Compare advance rates and fees, but also check contract terms. Some facilities require a minimum commitment period or charge exit fees. Others offer rolling contracts with no long-term lock-in. Check whether the provider imposes debtor concentration limits, which can affect hauliers with a small number of large clients.
Finally, confirm whether the facility is disclosed or confidential, and whether credit control support is included. A broker can help you compare transport-specialist lenders to find a facility that matches your cash flow needs.
FAQs
Transport invoice finance is a funding solution that lets haulage, courier, freight, and logistics businesses access cash tied up in unpaid customer invoices. Instead of waiting 30, 60, or even 90 days for clients to pay, you can sell those outstanding invoices to a finance provider or use them as security for a cash advance. The provider typically advances a large percentage of the invoice value upfront, then releases the remainder (minus their fee) once your customer settles the invoice. It is designed specifically to help transport companies smooth out cash flow gaps caused by extended payment terms.
Once you have raised invoices for completed deliveries, haulage jobs, or freight services, you submit them to your chosen invoice finance provider. The provider verifies the invoices and advances you a portion of their value, typically within 24 to 48 hours. You get immediate working capital to cover fuel, vehicle maintenance, driver wages, and other running costs. When your customer pays the invoice, the provider releases the remaining balance, deducting their agreed service fee. The process then repeats with each new batch of invoices you raise.
Eligibility varies by provider, but generally UK-registered transport and logistics businesses that trade on credit terms with other businesses can qualify. This includes haulage firms, courier services, freight forwarders, shipping companies, last-mile delivery operators, and passenger transport businesses. Providers will review factors such as your turnover, the value and volume of your invoices, the creditworthiness of your customers, and your trading history. Sole traders, partnerships, and limited companies can all apply, though startups may face more limited options than established operators.
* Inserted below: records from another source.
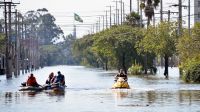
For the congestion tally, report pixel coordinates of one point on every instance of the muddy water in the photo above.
(89, 91)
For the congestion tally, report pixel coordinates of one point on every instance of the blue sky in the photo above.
(63, 10)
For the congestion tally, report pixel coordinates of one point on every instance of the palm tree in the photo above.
(149, 6)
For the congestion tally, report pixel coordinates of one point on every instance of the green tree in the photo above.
(189, 53)
(160, 40)
(133, 19)
(118, 44)
(149, 6)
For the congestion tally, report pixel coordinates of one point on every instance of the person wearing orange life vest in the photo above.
(32, 81)
(51, 78)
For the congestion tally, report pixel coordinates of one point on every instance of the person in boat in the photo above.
(32, 81)
(60, 79)
(50, 79)
(121, 74)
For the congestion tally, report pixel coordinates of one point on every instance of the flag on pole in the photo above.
(77, 18)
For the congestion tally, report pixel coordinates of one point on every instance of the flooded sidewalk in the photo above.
(88, 90)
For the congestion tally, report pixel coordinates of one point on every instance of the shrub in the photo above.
(191, 70)
(135, 69)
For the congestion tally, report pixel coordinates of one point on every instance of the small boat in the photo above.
(30, 88)
(120, 84)
(55, 88)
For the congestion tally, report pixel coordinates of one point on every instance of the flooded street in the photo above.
(88, 90)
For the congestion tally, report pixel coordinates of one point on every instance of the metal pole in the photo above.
(189, 17)
(121, 11)
(180, 18)
(130, 6)
(161, 11)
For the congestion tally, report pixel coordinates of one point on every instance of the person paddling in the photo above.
(50, 79)
(60, 79)
(32, 81)
(121, 74)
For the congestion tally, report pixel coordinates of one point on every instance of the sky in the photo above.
(89, 11)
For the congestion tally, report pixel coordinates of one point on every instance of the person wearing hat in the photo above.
(60, 78)
(121, 74)
(51, 78)
(32, 81)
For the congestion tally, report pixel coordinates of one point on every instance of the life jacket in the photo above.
(32, 81)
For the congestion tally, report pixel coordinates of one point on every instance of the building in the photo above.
(196, 11)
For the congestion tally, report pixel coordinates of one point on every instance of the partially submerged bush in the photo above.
(191, 71)
(135, 69)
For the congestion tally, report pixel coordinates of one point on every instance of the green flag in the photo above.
(77, 18)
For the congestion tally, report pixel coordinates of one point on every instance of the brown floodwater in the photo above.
(88, 90)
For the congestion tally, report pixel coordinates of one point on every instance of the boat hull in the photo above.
(120, 85)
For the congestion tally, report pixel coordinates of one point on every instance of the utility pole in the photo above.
(121, 10)
(16, 45)
(103, 22)
(114, 19)
(8, 71)
(180, 18)
(130, 6)
(189, 18)
(116, 11)
(138, 6)
(161, 11)
(118, 17)
(99, 23)
(106, 19)
(110, 16)
(169, 13)
(9, 47)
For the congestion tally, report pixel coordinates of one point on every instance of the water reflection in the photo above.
(120, 93)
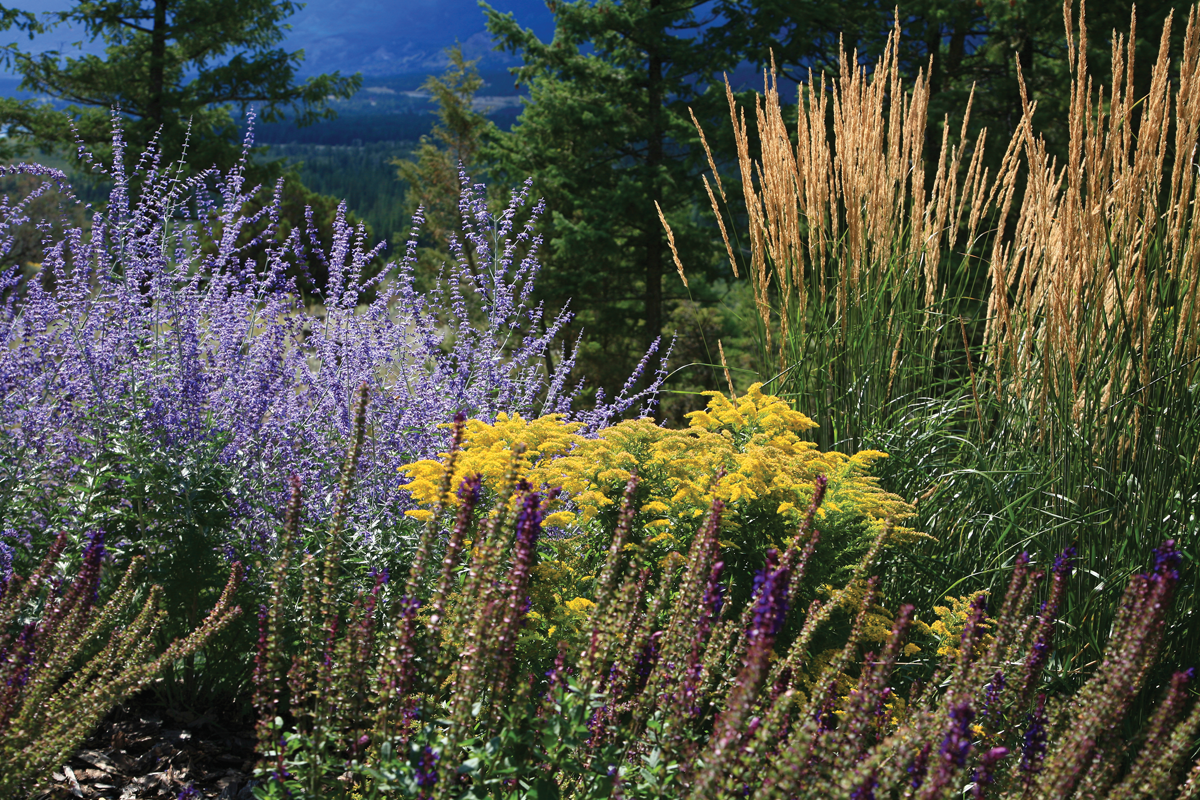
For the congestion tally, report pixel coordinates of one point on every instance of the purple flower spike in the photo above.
(985, 774)
(957, 743)
(1035, 745)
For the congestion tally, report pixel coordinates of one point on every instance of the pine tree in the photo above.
(174, 68)
(606, 134)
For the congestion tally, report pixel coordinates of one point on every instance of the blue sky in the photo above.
(373, 36)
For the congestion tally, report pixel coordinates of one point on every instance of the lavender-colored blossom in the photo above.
(426, 770)
(994, 690)
(985, 774)
(1033, 746)
(161, 325)
(919, 768)
(771, 587)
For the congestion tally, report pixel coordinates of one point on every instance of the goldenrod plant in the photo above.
(679, 690)
(1024, 342)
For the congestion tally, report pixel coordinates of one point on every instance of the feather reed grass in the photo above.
(1024, 342)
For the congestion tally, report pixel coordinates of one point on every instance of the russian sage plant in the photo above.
(161, 324)
(66, 659)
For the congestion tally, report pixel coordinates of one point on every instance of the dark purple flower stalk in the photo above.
(426, 773)
(994, 689)
(166, 329)
(1043, 635)
(952, 753)
(985, 774)
(1033, 746)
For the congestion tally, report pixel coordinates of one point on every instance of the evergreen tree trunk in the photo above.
(653, 162)
(157, 64)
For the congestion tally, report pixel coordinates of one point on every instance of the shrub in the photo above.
(157, 383)
(750, 453)
(66, 660)
(678, 691)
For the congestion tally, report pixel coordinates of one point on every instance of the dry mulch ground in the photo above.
(144, 752)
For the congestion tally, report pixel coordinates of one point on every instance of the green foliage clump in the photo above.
(750, 453)
(681, 690)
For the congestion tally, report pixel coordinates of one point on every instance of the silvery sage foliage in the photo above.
(162, 326)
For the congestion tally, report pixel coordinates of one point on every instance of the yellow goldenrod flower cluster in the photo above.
(755, 444)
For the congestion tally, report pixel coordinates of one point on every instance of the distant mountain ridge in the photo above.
(389, 38)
A broad range of transport businesses can benefit, including road haulage contractors, freight and logistics firms, same-day and next-day courier services, pallet network members, international shipping and freight forwarding companies, passenger coach and minibus operators, taxi and private hire fleets that invoice corporate clients, plant and heavy haulage specialists, and refrigerated transport operators. Essentially, any transport business that invoices other businesses rather than taking immediate payment at point of service is a strong candidate.
Costs are typically made up of two elements: a service fee (or discount charge), which is a percentage of your invoice value and is calculated on the funds you draw down, and sometimes an administration or facility fee to cover account management and credit control. The exact pricing depends on factors such as your annual turnover, the volume of invoices you finance, the credit quality of your customers, and whether you choose factoring (where the provider also manages your sales ledger) or invoice discounting (where you retain credit control). Always request a personalised quote, as rates are not one-size-fits-all.
With invoice factoring, the finance provider takes over your credit control, chasing your customers for payment directly. This can save you time and resource but means your clients will know you are using a finance facility. Invoice discounting, by contrast, keeps your sales ledger confidential; you continue to collect payments yourself and your customers are generally unaware of the funding arrangement. For transport businesses, factoring is often popular among smaller operators who want to outsource admin, while discounting suits larger firms wanting to keep client relationships in-house.